Performance should not be priority #1. Security should be. Why do we slow down all CPUs to prevent SPECTRE attacks yet continue to write in C? As rav1d shows, the perf loss is far less to migrate from C to Rust than it is to apply SPECTRE mitigations, and adding a sandbox around a memory-unsafe codec is going to be way more expensive again than using Rust code to start.
> Performance should not be priority #1. Security should be.
For a web browser, or a server in a bank, sure. For anything else, questionable.
> adding a sandbox around a memory-unsafe codec is going to be way more expensive
In modern world, overhead of strong sandboxes is surprisingly small. A nuclear but most reliable option is hardware assisted VM. On modern computers with SLAT and virtualized IO the overhead for most use cases is negligible. If you want something lighter weight, can use a multi-user nature of all modern OS kernels and isolate into a separate process with restricted permissions. Sandboxing overhead is approximately zero.
rav1d is not a full rewrite of dav1d to rust. So it really doesn't show that. It's currently C + rust + asm.
I don't think we can say anything about what this does or does not prove about the performance of safe code.
> Performance should not be priority #1. Security should be.
Entirely depends on the application. The reason rust has `unsafe` is because there's some situations where performance needs to preempt potential security problems.
Codecs are difficult and expensive to develop. Therefore they get reused in many contexts, including security critical ones. Sandboxing is shown over and over to not be a great security solution, so what this means in practice is that security-critical software that needs software decoding get pwned because software engineers don't care to prioritize it in the first place.
Why shouldn't safety be the default? If you really want to, it wouldn't be too hard to maintain a patch on top of rustc to drop the bounds checks if you want to compile object files without them.
Software decoding has a safety culture problem, and we need to talk about it.
Because safe code isn't fast enough to decode live video.
> If you really want to, it wouldn't be too hard to maintain a patch on top of rustc to drop the bounds checks if you want to compile object files without them.
Yeah, but then you are undermining safety in a critical way that does lead to security vulnerabilities (buffer overflow). And you are also now maintaining and requiring other devs for a project to use a custom version of rustc. That's certainly part of the reason that's simply not happened.
But another major part of it is that encoders end up with a lot of custom ASM regardless. That custom ASM is going to be where vulnerabilities end up. You don't really escape that by using rust.
If you are already abandoning where you critically need safety the most for performance, then why pick a language that additionally penalizes you for using unsafe constructs?
> Software decoding has a safety culture problem, and we need to talk about it.
Compilers and languages have an optimization problem that we need to talk about. SIMD optimizations remain a very hard thing for compilers to get right. We should talk about what it'd take to make compilers better and the reasons for why codec devs need to drop down to asm instead of using a high level compiler.

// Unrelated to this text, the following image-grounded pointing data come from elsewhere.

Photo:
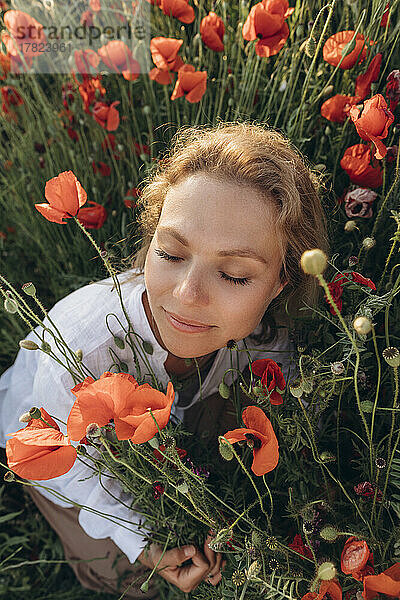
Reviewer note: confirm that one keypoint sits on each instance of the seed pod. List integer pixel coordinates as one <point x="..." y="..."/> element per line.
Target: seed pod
<point x="224" y="391"/>
<point x="28" y="345"/>
<point x="314" y="262"/>
<point x="362" y="325"/>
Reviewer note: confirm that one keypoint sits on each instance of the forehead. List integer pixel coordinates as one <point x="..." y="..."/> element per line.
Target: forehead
<point x="204" y="203"/>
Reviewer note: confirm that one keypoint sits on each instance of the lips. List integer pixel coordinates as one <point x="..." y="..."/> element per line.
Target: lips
<point x="187" y="321"/>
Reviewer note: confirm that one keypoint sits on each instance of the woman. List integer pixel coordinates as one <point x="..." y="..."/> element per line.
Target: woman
<point x="226" y="217"/>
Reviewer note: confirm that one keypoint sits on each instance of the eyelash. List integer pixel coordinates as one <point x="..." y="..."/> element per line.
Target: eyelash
<point x="234" y="280"/>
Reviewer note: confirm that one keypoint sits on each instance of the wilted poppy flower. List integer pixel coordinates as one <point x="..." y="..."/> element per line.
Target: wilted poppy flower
<point x="93" y="216"/>
<point x="117" y="56"/>
<point x="65" y="196"/>
<point x="5" y="65"/>
<point x="272" y="378"/>
<point x="356" y="161"/>
<point x="336" y="109"/>
<point x="393" y="88"/>
<point x="190" y="83"/>
<point x="266" y="21"/>
<point x="374" y="122"/>
<point x="118" y="396"/>
<point x="363" y="81"/>
<point x="387" y="583"/>
<point x="179" y="9"/>
<point x="334" y="46"/>
<point x="24" y="34"/>
<point x="40" y="451"/>
<point x="106" y="115"/>
<point x="327" y="589"/>
<point x="298" y="546"/>
<point x="85" y="60"/>
<point x="212" y="30"/>
<point x="358" y="203"/>
<point x="95" y="5"/>
<point x="354" y="557"/>
<point x="260" y="436"/>
<point x="101" y="168"/>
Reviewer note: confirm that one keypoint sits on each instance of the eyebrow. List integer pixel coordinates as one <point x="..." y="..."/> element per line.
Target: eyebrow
<point x="240" y="252"/>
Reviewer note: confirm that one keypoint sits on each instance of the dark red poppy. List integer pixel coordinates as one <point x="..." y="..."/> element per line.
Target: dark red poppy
<point x="363" y="171"/>
<point x="272" y="378"/>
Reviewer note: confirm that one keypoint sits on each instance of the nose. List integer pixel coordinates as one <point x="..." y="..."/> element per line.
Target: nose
<point x="191" y="287"/>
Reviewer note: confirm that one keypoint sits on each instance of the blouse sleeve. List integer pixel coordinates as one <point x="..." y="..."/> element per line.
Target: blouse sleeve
<point x="35" y="379"/>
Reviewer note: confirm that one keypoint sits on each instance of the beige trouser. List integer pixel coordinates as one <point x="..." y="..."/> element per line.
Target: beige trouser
<point x="112" y="573"/>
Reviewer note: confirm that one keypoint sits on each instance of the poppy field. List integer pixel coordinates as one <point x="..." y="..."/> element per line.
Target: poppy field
<point x="77" y="145"/>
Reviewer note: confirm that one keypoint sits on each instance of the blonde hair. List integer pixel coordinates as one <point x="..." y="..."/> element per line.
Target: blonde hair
<point x="260" y="158"/>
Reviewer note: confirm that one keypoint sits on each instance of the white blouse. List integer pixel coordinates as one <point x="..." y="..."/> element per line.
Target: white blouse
<point x="35" y="379"/>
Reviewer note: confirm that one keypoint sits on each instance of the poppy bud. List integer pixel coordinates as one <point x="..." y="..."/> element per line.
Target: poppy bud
<point x="35" y="412"/>
<point x="148" y="348"/>
<point x="362" y="325"/>
<point x="350" y="226"/>
<point x="10" y="305"/>
<point x="154" y="443"/>
<point x="119" y="342"/>
<point x="326" y="571"/>
<point x="29" y="289"/>
<point x="225" y="450"/>
<point x="392" y="356"/>
<point x="224" y="391"/>
<point x="313" y="262"/>
<point x="28" y="345"/>
<point x="25" y="418"/>
<point x="369" y="243"/>
<point x="329" y="533"/>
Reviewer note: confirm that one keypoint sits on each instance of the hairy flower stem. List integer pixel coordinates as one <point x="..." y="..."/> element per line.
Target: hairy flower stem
<point x="353" y="343"/>
<point x="250" y="479"/>
<point x="391" y="454"/>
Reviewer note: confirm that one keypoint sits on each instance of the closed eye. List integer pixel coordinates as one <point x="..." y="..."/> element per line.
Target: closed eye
<point x="234" y="280"/>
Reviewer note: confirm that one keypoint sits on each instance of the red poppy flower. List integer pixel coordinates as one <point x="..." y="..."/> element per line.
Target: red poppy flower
<point x="118" y="396"/>
<point x="393" y="88"/>
<point x="40" y="451"/>
<point x="179" y="9"/>
<point x="337" y="108"/>
<point x="65" y="196"/>
<point x="354" y="557"/>
<point x="260" y="435"/>
<point x="117" y="56"/>
<point x="363" y="81"/>
<point x="272" y="378"/>
<point x="334" y="46"/>
<point x="95" y="5"/>
<point x="356" y="162"/>
<point x="106" y="115"/>
<point x="212" y="30"/>
<point x="190" y="83"/>
<point x="24" y="33"/>
<point x="93" y="216"/>
<point x="327" y="589"/>
<point x="387" y="583"/>
<point x="102" y="168"/>
<point x="298" y="546"/>
<point x="266" y="21"/>
<point x="374" y="122"/>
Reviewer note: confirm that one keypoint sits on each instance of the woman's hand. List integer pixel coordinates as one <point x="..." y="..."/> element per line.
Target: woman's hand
<point x="204" y="566"/>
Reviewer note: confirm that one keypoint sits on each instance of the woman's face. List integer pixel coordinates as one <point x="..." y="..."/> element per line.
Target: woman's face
<point x="214" y="230"/>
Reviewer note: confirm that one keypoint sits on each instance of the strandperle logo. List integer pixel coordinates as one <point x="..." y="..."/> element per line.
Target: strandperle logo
<point x="45" y="36"/>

There might not be a solution to this problem, there are reasons for it.
> Because safe code isn't fast enough to decode live video.
I strongly doubt that.
And if any implementation of AV2 can be "fast enough", then there should be no question at all that we can write "fast enough" safe decoders for every other codec. Absolutely no way safe code is inherently that much slower.

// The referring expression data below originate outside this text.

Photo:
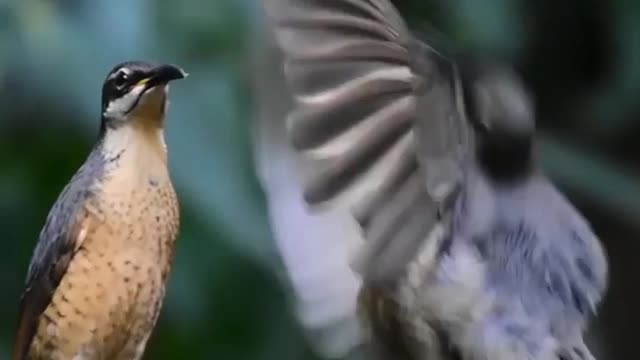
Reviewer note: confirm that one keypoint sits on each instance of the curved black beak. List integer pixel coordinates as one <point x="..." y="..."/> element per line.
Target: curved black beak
<point x="161" y="75"/>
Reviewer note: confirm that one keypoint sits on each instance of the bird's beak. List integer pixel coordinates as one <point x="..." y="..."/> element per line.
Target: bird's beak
<point x="161" y="75"/>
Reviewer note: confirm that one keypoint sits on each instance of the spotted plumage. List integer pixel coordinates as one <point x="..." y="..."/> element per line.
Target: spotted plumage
<point x="97" y="277"/>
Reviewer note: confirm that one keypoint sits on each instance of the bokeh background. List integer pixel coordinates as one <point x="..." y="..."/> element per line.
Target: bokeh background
<point x="227" y="298"/>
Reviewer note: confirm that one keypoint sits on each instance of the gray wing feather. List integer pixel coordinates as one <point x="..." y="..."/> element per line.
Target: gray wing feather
<point x="54" y="251"/>
<point x="314" y="247"/>
<point x="368" y="99"/>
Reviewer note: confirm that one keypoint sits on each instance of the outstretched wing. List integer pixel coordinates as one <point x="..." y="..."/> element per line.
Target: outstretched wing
<point x="377" y="122"/>
<point x="62" y="235"/>
<point x="314" y="248"/>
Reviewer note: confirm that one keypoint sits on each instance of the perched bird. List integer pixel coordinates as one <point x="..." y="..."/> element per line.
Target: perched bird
<point x="424" y="163"/>
<point x="97" y="277"/>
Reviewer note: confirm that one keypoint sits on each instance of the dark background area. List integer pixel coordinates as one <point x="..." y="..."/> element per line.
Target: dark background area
<point x="225" y="301"/>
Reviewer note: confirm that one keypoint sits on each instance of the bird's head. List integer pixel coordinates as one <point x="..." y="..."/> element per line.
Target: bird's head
<point x="137" y="90"/>
<point x="501" y="110"/>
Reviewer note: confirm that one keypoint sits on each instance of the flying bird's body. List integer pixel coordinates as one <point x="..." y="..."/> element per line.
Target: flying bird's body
<point x="425" y="163"/>
<point x="98" y="275"/>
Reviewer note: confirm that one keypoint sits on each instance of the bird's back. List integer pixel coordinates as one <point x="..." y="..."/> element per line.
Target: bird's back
<point x="109" y="298"/>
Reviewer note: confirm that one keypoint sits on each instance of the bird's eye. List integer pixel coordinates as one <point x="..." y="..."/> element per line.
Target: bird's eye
<point x="121" y="79"/>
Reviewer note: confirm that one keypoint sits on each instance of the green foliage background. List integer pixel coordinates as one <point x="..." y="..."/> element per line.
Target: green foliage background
<point x="225" y="299"/>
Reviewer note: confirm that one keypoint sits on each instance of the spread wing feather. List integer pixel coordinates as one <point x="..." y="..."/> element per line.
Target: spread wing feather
<point x="376" y="122"/>
<point x="59" y="240"/>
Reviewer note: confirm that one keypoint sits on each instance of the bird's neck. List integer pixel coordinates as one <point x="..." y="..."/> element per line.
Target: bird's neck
<point x="137" y="145"/>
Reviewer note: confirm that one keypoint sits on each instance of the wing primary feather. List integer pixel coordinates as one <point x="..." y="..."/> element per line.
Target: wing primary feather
<point x="344" y="169"/>
<point x="406" y="165"/>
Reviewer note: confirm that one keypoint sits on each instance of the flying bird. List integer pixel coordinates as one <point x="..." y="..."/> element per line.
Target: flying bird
<point x="98" y="274"/>
<point x="422" y="164"/>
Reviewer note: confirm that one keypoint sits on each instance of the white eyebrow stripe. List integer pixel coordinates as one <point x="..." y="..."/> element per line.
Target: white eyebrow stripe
<point x="125" y="70"/>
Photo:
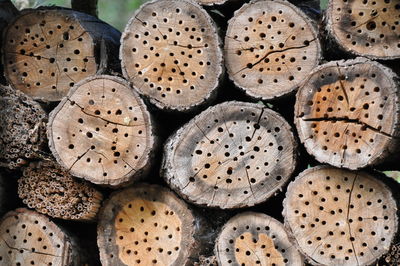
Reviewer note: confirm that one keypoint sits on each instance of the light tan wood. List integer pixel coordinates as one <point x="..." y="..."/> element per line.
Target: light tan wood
<point x="232" y="155"/>
<point x="366" y="28"/>
<point x="346" y="113"/>
<point x="339" y="217"/>
<point x="147" y="225"/>
<point x="270" y="47"/>
<point x="171" y="53"/>
<point x="22" y="129"/>
<point x="255" y="239"/>
<point x="102" y="132"/>
<point x="47" y="51"/>
<point x="51" y="190"/>
<point x="29" y="238"/>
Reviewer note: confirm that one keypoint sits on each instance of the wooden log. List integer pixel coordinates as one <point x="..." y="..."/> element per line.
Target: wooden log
<point x="346" y="113"/>
<point x="232" y="155"/>
<point x="47" y="51"/>
<point x="7" y="12"/>
<point x="51" y="190"/>
<point x="340" y="217"/>
<point x="88" y="6"/>
<point x="365" y="28"/>
<point x="253" y="238"/>
<point x="102" y="132"/>
<point x="170" y="52"/>
<point x="29" y="238"/>
<point x="148" y="224"/>
<point x="22" y="129"/>
<point x="270" y="48"/>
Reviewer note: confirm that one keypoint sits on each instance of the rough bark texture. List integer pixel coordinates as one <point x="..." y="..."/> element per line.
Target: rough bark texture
<point x="51" y="190"/>
<point x="232" y="155"/>
<point x="270" y="47"/>
<point x="29" y="238"/>
<point x="365" y="28"/>
<point x="148" y="224"/>
<point x="85" y="6"/>
<point x="22" y="129"/>
<point x="46" y="51"/>
<point x="102" y="132"/>
<point x="339" y="217"/>
<point x="255" y="239"/>
<point x="347" y="113"/>
<point x="171" y="54"/>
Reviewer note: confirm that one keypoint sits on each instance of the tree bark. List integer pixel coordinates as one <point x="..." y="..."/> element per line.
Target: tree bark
<point x="232" y="155"/>
<point x="102" y="132"/>
<point x="48" y="50"/>
<point x="346" y="113"/>
<point x="148" y="224"/>
<point x="339" y="217"/>
<point x="171" y="54"/>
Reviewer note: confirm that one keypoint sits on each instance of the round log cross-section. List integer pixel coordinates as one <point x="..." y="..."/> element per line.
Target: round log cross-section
<point x="22" y="128"/>
<point x="46" y="51"/>
<point x="232" y="155"/>
<point x="255" y="239"/>
<point x="29" y="238"/>
<point x="366" y="28"/>
<point x="146" y="225"/>
<point x="270" y="47"/>
<point x="102" y="132"/>
<point x="346" y="113"/>
<point x="171" y="53"/>
<point x="51" y="190"/>
<point x="340" y="217"/>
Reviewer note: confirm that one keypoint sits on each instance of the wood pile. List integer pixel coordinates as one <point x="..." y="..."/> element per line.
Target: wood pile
<point x="210" y="132"/>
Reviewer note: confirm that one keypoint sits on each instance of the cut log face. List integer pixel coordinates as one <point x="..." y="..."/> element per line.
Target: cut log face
<point x="255" y="239"/>
<point x="231" y="155"/>
<point x="145" y="224"/>
<point x="346" y="113"/>
<point x="22" y="128"/>
<point x="29" y="238"/>
<point x="366" y="28"/>
<point x="47" y="51"/>
<point x="51" y="190"/>
<point x="102" y="132"/>
<point x="270" y="47"/>
<point x="171" y="53"/>
<point x="339" y="217"/>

Is it simply impossible to get compiled code within a factor of five? That claim needs strong evidence.
More importantly, if you can show that your assembly code isn't altering pointers it shouldn't alter, and isn't going out of bounds on its reads, you're most of the way to having assembly in your verified safe code. And rough bounds checking with padding can as cheap as a bitmask.

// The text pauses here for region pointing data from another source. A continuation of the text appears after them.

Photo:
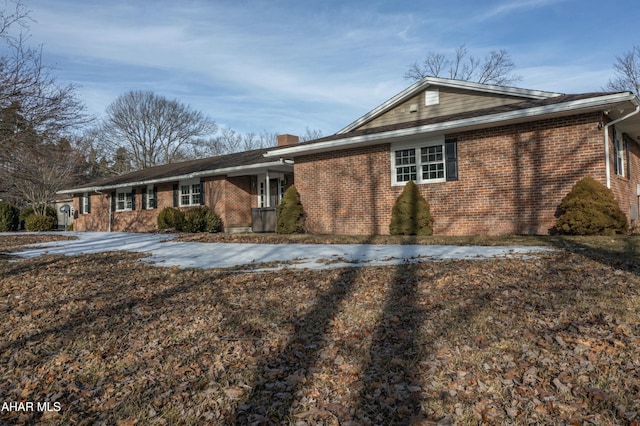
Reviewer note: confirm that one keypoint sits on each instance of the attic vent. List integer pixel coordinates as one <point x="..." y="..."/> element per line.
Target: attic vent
<point x="431" y="97"/>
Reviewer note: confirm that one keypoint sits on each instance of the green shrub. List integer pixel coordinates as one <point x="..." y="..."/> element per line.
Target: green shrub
<point x="411" y="214"/>
<point x="590" y="209"/>
<point x="290" y="214"/>
<point x="195" y="219"/>
<point x="9" y="217"/>
<point x="170" y="218"/>
<point x="213" y="222"/>
<point x="40" y="223"/>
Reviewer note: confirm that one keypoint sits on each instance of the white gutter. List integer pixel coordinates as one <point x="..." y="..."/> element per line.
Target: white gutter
<point x="453" y="125"/>
<point x="606" y="142"/>
<point x="205" y="173"/>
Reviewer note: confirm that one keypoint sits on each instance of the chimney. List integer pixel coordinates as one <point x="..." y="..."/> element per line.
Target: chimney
<point x="286" y="139"/>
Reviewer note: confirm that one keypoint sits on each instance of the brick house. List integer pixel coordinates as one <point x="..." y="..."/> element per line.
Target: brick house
<point x="489" y="159"/>
<point x="243" y="188"/>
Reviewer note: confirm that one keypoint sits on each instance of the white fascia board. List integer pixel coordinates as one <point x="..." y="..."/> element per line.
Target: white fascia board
<point x="237" y="170"/>
<point x="445" y="82"/>
<point x="459" y="125"/>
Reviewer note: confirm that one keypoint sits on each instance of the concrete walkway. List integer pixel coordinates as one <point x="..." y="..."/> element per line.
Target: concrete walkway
<point x="165" y="252"/>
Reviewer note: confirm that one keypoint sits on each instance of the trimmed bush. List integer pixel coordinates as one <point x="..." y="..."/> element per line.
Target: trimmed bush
<point x="590" y="209"/>
<point x="40" y="223"/>
<point x="411" y="214"/>
<point x="213" y="222"/>
<point x="170" y="218"/>
<point x="195" y="219"/>
<point x="290" y="214"/>
<point x="9" y="217"/>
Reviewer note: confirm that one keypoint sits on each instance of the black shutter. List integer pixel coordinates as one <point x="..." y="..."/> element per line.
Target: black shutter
<point x="615" y="153"/>
<point x="626" y="153"/>
<point x="175" y="195"/>
<point x="451" y="158"/>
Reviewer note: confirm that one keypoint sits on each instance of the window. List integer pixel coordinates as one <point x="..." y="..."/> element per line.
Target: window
<point x="406" y="165"/>
<point x="190" y="194"/>
<point x="85" y="203"/>
<point x="434" y="160"/>
<point x="619" y="152"/>
<point x="124" y="200"/>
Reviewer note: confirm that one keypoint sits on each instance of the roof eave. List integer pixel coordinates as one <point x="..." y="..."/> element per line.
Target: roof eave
<point x="579" y="106"/>
<point x="225" y="171"/>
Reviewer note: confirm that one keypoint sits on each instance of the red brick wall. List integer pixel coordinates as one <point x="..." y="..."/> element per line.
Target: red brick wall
<point x="511" y="181"/>
<point x="231" y="198"/>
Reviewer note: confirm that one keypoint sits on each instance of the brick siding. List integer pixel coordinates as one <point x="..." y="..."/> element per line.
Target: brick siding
<point x="511" y="181"/>
<point x="231" y="198"/>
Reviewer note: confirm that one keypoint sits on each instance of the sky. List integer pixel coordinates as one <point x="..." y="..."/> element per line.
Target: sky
<point x="164" y="252"/>
<point x="283" y="66"/>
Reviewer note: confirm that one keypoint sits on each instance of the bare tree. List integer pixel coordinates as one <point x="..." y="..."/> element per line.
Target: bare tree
<point x="310" y="134"/>
<point x="496" y="68"/>
<point x="627" y="70"/>
<point x="154" y="129"/>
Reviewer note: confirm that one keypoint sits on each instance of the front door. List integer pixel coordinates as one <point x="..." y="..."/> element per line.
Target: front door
<point x="274" y="192"/>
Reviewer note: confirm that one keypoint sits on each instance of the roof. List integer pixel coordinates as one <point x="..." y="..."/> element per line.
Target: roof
<point x="239" y="163"/>
<point x="554" y="105"/>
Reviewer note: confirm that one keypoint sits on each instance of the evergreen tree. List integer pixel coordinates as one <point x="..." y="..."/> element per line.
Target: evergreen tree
<point x="290" y="214"/>
<point x="411" y="213"/>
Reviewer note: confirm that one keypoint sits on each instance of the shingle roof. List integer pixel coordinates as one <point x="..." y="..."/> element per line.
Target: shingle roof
<point x="461" y="116"/>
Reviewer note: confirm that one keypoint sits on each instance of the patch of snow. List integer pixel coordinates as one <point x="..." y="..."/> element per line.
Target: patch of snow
<point x="163" y="251"/>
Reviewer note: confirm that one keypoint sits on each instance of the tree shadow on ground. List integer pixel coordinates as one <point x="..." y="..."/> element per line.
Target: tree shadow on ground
<point x="618" y="252"/>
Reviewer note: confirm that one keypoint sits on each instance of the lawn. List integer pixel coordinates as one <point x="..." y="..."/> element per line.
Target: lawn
<point x="106" y="339"/>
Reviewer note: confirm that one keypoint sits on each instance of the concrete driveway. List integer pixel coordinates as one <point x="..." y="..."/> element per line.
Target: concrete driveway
<point x="163" y="251"/>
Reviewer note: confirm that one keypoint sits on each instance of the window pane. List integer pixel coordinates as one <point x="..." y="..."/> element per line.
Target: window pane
<point x="431" y="154"/>
<point x="433" y="171"/>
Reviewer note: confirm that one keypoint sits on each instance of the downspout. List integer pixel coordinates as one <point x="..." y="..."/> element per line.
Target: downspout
<point x="606" y="142"/>
<point x="102" y="193"/>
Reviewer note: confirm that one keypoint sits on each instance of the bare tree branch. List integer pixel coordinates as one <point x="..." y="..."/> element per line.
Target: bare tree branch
<point x="154" y="129"/>
<point x="497" y="67"/>
<point x="627" y="70"/>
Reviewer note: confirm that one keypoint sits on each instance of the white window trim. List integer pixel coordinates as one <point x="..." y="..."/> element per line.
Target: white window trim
<point x="621" y="152"/>
<point x="128" y="196"/>
<point x="424" y="143"/>
<point x="190" y="183"/>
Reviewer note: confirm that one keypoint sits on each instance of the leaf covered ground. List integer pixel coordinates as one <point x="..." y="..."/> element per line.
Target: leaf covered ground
<point x="551" y="339"/>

> Is it simply impossible to get compiled code within a factor of five? That claim needs strong evidence.
1. I didn't make that claim.
2. A negative assertion doesn't require evidence. If I say "this is impossible to do" the burden to disprove me is showing it's actually possible. You can't prove a negative. For example, if I say "the tooth fairy doesn't exist" I don't need to provide evidence of the tooth fairy's non-existence. If you disagree, you need to provide evidence to the contrary.
Then you didn't read my previous comment correctly. AV2 must be "fast enough" if the designers aren't crazy. And AV2 is 5x slower than AV1. Therefore if compiled code is within a factor of five of hand-written assembly, it's "fast enough" for AV1, and h.264, and probably h.265 too.
You were disagreeing with my claim that other codecs could be "fast enough" with a safe compiler, right? If you weren't disagreeing, I don't know why you challenged me to show you some particular kind of code.
> 2. A negative assertion doesn't require evidence. If I say "this is impossible to do" the burden to disprove me is showing it's actually possible. You can't prove a negative. For example, if I say "the tooth fairy doesn't exist" I don't need to provide evidence of the tooth fairy's non-existence. If you disagree, you need to provide evidence to the contrary.
You're saying it's "simply impossible" for a compiler to optimize instructions to a certain level. But anything one person can code, another person can teach a compiler to do in similar situations. I don't need to show you an example, I just need to point you at the Church-Turing thesis and related documents.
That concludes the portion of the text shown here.